Photodynamic-therapy and chemotherapy of TPBC-PEG nanoplatform encapsulated triptolide synergistically inhibit primary osteosarcoma growth and pulmonary metastasis by activating HIPPO signaling

[Display omitted] •TP-TPBC-PEG nano-micelles significantly inhibited primary osteosarcoma growth and pulmonary metastasis both in vitro and in vivo.•TP-TPBC-PEG nanoplatform against deep-seated intratibial osteosarcoma was achieved by activating the HIPPO signaling pathway.•TP-TPBC-PEG nano-micelles had no significant toxicity in the heart, liver, spleen, or kidney. Osteosarcoma is the most common bone malignancy in children and adolescents with a less than 30% overall survival rate for those with metastatic disease, particularly pulmonary metastases.

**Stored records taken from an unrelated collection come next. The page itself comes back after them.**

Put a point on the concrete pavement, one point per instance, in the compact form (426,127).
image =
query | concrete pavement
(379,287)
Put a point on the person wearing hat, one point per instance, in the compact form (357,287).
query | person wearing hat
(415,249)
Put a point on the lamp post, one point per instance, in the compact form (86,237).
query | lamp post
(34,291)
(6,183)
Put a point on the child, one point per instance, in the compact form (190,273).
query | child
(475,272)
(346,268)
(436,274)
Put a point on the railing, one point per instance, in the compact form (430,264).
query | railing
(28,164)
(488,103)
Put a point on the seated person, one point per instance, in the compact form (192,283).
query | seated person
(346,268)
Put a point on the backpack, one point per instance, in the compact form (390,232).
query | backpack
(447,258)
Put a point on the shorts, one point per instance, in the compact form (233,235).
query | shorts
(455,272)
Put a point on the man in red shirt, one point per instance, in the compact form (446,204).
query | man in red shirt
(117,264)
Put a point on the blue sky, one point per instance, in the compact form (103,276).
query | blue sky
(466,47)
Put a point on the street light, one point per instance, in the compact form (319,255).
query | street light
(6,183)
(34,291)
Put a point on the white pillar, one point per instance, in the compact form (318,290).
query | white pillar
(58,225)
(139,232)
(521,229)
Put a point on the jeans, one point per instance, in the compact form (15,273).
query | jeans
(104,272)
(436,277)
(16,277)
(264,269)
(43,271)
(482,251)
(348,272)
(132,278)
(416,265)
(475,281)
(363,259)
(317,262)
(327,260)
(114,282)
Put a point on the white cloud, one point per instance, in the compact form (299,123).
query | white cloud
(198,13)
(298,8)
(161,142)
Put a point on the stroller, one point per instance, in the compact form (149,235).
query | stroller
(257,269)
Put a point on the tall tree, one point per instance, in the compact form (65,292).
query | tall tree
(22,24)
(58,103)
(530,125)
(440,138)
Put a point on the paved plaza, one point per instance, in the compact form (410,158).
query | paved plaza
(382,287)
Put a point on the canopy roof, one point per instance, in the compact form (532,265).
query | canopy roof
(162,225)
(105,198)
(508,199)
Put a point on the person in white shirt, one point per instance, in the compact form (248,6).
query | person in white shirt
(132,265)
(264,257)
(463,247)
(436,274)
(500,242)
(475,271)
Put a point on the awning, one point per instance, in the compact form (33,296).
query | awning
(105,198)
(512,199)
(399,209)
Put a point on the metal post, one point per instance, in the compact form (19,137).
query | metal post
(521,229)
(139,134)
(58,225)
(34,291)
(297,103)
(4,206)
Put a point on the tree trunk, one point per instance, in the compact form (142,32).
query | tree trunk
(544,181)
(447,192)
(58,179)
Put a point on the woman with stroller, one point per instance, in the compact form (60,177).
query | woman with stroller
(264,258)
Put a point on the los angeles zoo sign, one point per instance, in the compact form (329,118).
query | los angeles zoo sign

Drug resistance hinders the effectiveness of current chemotherapies, making osteosarcoma a leading cause of mortality and an urgent requirement of new therapeutics in this population. Here, we developed a triptolide (TP)-loaded, pH-responsive and near-infrared light-activated nanoplatform (TP-TPBC-PEG) with photodynamic therapy (PDT) to target osteosarcoma cells both in vitro and in vivo. Our results demonstrated that PDT and chemotherapy of TP-TPBC-PEG synergistically reduced cell viability, colony proliferation, migration, and invasion in vitro, and inhibited osteosarcoma growth and pulmonary metastasis in vivo which the nano-micelles were intravenously injected to intratibia injection induced osteosarcoma mouse models, showing enhanced osteosarcoma cell killing by nanoparticle inflating in response to acidic endosomal pH and sensitized osteosarcoma cells to TP chemotherapy. Importantly, the nano-micelles did not exhibit organ toxicity in vivo. Dual-luciferase reporter gene and nuclear/ cytoplasm protein expression assays identified the involvement of HIPPO signaling pathway in mediating these effects. Overall, our study provides a promising therapeutic approach for treating primary osteosarcoma and preventing pulmonary metastases by activating the HIPPO signaling pathway.